With Halloween around the corner, we are reminded of David Sedaris’ delightful 2018 short story, “The Perfect Fit,” where he describes one of his favorite shops to visit in Japan:
"The neighborhood it was in—Ebisu—is home to one of our favorite shops, Kapital. The clothes they sell are new but appear to have been previously worn, perhaps by someone who was shot or stabbed and then thrown off a boat. Everything looks as if it had been pulled from the evidence rack at a murder trial. I don’t know how they do it. Most distressed clothing looks fake, but not theirs, for some reason. Do they put it in a dryer with broken glass and rusty steak knives? Do they drag it behind a tank over a still-smoldering battlefield? How do they get the cuts and stains so . . . right?"
"If I had to use one word to describe Kapital’s clothing, I’d be torn between “wrong” and “tragic.” A shirt might look normal enough until you try it on, and discover that the armholes have been moved, and are no longer level with your shoulders, like a capital “T,” but farther down your torso, like a lowercase one."
"Jackets with patches on them might senselessly bunch at your left hip, or maybe they poof out at the small of your back, where for no good reason there’s a pocket […] Their motto seems to be, “Why not?"
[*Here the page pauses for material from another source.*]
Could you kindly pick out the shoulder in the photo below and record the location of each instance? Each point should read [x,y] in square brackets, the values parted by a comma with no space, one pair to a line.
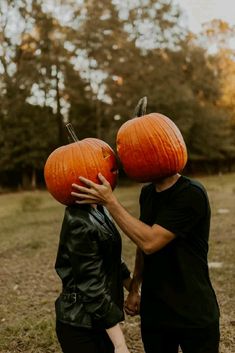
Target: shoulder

While this season’s offerings are perhaps less theatrical than the year that Sedaris visited their studio, Kapital’s looks are no less avantgarde. With a mixture of everyday pieces, designer Kiro Hirata’s collection maintains an eye for the strange. Soft, comfortable fits still stand out with draping, unstructured pockets or a bold commitment to patchwork. Sportswear staples, like a zip-up fleece or puffy vest, are given an unexpected twist with a wild print or a cocoon shape. For weekend fashion, we agree with David Sedaris’ imagined motto: Why not?